Data Wrangling & Processing
• Clean, transform, and normalize structured and unstructured data (images, video, tabular data).
• Perform data annotation quality checks and support the development of labeled datasets for ML/CV tasks.
Dockerization & Environment Setup
• Build and manage Docker containers to standardize data processing environments and ensure reproducibility.
• Collaborate with DevOps/ML/CV engineers to containerize preprocessing pipelines and visualization tools.
• Optimize Docker images for deployment on local machines, cloud instances, and edge devices.
Data Visualization & Analysis
• Develop visualizations to understand data distributions, detect anomalies, and communicate data stories using tools like Matplotlib, Seaborn, Plotly, or Power BI
• Create dashboards or visual reports for stakeholders to assess data readiness and model inputs.
• Work closely and Coordinate with cross functional teams to evaluate, design, implement and integrate customer requirements.
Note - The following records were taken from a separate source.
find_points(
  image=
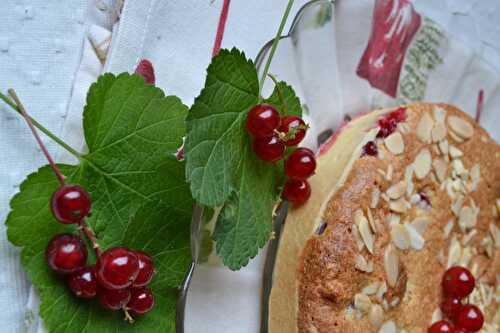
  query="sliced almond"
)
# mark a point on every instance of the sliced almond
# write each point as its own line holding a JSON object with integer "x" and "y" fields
{"x": 458, "y": 167}
{"x": 424, "y": 128}
{"x": 391, "y": 265}
{"x": 398, "y": 206}
{"x": 362, "y": 302}
{"x": 440, "y": 168}
{"x": 371, "y": 289}
{"x": 468, "y": 237}
{"x": 381, "y": 291}
{"x": 455, "y": 152}
{"x": 397, "y": 190}
{"x": 475, "y": 176}
{"x": 420, "y": 224}
{"x": 400, "y": 237}
{"x": 438, "y": 132}
{"x": 447, "y": 229}
{"x": 388, "y": 327}
{"x": 456, "y": 207}
{"x": 375, "y": 198}
{"x": 461, "y": 127}
{"x": 495, "y": 233}
{"x": 376, "y": 316}
{"x": 422, "y": 163}
{"x": 455, "y": 137}
{"x": 371, "y": 221}
{"x": 390, "y": 171}
{"x": 358, "y": 216}
{"x": 467, "y": 218}
{"x": 444, "y": 147}
{"x": 395, "y": 143}
{"x": 408, "y": 178}
{"x": 357, "y": 239}
{"x": 454, "y": 252}
{"x": 439, "y": 114}
{"x": 417, "y": 242}
{"x": 366, "y": 234}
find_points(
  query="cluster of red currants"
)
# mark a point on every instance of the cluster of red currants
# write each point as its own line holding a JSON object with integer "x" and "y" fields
{"x": 120, "y": 275}
{"x": 458, "y": 283}
{"x": 272, "y": 135}
{"x": 388, "y": 124}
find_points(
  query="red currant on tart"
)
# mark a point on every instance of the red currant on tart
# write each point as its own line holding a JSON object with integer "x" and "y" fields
{"x": 66, "y": 253}
{"x": 141, "y": 300}
{"x": 70, "y": 204}
{"x": 262, "y": 120}
{"x": 297, "y": 191}
{"x": 117, "y": 268}
{"x": 441, "y": 326}
{"x": 451, "y": 307}
{"x": 470, "y": 318}
{"x": 458, "y": 281}
{"x": 300, "y": 164}
{"x": 294, "y": 129}
{"x": 370, "y": 149}
{"x": 270, "y": 149}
ML & Computer Vision Integration
• Understand the role of data in ML/CV pipelines—how bias, noise, or imbalance can impact model performance.
• Assist in defining data-centric metrics for model training and evaluation.
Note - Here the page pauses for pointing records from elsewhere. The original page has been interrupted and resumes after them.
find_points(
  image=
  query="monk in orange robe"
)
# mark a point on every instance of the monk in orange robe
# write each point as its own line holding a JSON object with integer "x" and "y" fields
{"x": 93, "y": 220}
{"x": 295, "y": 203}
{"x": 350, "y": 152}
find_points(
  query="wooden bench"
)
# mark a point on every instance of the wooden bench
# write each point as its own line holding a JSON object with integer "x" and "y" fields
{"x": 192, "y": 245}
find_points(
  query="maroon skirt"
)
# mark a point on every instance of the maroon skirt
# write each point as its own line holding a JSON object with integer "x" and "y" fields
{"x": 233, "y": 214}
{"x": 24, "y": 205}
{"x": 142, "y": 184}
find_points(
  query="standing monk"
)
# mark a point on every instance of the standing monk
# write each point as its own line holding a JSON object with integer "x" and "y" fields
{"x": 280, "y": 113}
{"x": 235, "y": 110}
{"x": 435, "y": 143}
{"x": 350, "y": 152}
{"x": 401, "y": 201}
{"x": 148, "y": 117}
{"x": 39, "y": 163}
• Contribute to dataset versioning, documentation, and lineage tracking for traceability in experiments.
Work Experience
Required Skills & Qualifications
• 5–7 years of experience working with data pipelines and ML-ready datasets.
• Strong skills in Python, especially in libraries like Pandas, NumPy, and OpenCV.
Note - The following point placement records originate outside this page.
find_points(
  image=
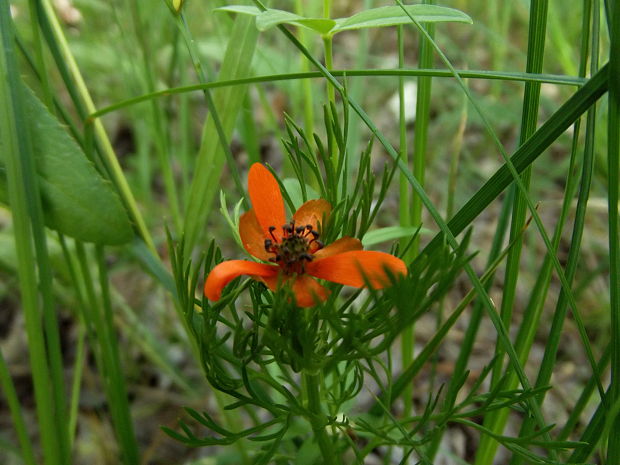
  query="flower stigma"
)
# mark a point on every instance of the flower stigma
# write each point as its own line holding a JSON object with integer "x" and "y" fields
{"x": 296, "y": 247}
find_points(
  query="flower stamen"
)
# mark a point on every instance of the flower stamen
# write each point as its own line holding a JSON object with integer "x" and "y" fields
{"x": 295, "y": 248}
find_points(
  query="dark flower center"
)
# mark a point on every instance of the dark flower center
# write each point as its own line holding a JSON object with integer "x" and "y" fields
{"x": 296, "y": 247}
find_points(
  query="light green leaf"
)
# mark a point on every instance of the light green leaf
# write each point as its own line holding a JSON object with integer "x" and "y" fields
{"x": 77, "y": 201}
{"x": 274, "y": 17}
{"x": 390, "y": 233}
{"x": 394, "y": 15}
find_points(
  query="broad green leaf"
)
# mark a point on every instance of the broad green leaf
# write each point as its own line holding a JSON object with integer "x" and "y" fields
{"x": 376, "y": 17}
{"x": 274, "y": 17}
{"x": 390, "y": 233}
{"x": 77, "y": 201}
{"x": 394, "y": 15}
• Hands-on experience with Docker, containerizing scripts or microservices.
• Proficiency in data visualization tools (e.g., Matplotlib, Seaborn, Plotly, Dash, or Power BI)
. Need exposure in lidar point clouds and radar scans
• Familiarity with ML and CV workflows (e.g., model input formats, augmentation, dataset split strategies).
• Strong analytical skills and a good sense of data quality and its impact on machine learning models.